An axiomatic approach to approximation-consistency of triangular fuzzy reciprocal preference relations

Under the assumption of rational economics, the consistency of judgments is one of the important issues in multiple criteria decision making (MCDM) methods. We propose three axiomatic properties of the consistent judgments in relative measurements being considered from the perspective of strict logic and rationality: (A1) the reciprocal property of pairwise comparisons, (A2) the invariance of consistency with respect to permutations of alternatives, and (A3) the robustness of the ranking of alternatives. These properties are further applied to analyze the consistency of the judgments expressed by positive real numbers and triangular fuzzy numbers, respectively.
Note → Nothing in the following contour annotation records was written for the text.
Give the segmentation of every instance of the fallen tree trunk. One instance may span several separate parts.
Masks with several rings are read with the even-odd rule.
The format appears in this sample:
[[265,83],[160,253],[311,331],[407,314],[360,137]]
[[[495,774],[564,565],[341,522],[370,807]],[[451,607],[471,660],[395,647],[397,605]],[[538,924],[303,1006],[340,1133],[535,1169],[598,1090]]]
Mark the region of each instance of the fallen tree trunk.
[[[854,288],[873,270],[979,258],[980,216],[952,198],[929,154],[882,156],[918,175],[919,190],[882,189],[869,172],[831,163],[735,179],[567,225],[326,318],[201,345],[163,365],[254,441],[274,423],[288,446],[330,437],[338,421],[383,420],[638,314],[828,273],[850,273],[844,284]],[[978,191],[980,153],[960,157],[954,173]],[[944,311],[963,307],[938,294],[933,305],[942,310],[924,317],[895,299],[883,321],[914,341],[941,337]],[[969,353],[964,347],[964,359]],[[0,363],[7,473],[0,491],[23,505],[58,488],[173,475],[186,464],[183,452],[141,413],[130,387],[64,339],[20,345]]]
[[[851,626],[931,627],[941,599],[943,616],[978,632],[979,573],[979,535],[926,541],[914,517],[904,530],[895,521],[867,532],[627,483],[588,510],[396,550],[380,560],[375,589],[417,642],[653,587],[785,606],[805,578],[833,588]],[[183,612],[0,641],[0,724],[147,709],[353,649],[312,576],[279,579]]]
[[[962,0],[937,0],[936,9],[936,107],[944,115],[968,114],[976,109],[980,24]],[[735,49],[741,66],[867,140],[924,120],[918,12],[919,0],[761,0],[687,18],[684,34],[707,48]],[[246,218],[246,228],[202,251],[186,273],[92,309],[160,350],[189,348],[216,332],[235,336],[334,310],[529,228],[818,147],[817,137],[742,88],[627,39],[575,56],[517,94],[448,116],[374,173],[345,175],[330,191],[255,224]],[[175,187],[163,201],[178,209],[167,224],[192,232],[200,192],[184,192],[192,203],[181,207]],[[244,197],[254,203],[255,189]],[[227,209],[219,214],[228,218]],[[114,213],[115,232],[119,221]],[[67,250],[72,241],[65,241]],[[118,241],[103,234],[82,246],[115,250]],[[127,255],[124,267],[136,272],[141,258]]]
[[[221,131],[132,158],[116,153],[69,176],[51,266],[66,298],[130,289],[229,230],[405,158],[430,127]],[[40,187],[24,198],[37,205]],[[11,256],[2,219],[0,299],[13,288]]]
The inconsistency of comparison matrices encountered in the Analytic Hierarchy Process (AHP) can be considered to be the case of weakening the axiomatic property (A3). Fuzzifying the judgments is due to the weakening of axiomatic property (A1). A method of weakening the axiomatic properties for triangular fuzzy reciprocal matrices is proposed and a new concept of approximation-consistency is put forward to distinguish from the typical consistency. By considering the permutations of alternatives, an illustrative example is presented to show the use of the proposed procedures for solving the decision making problems with triangular fuzzy reciprocal preference relations.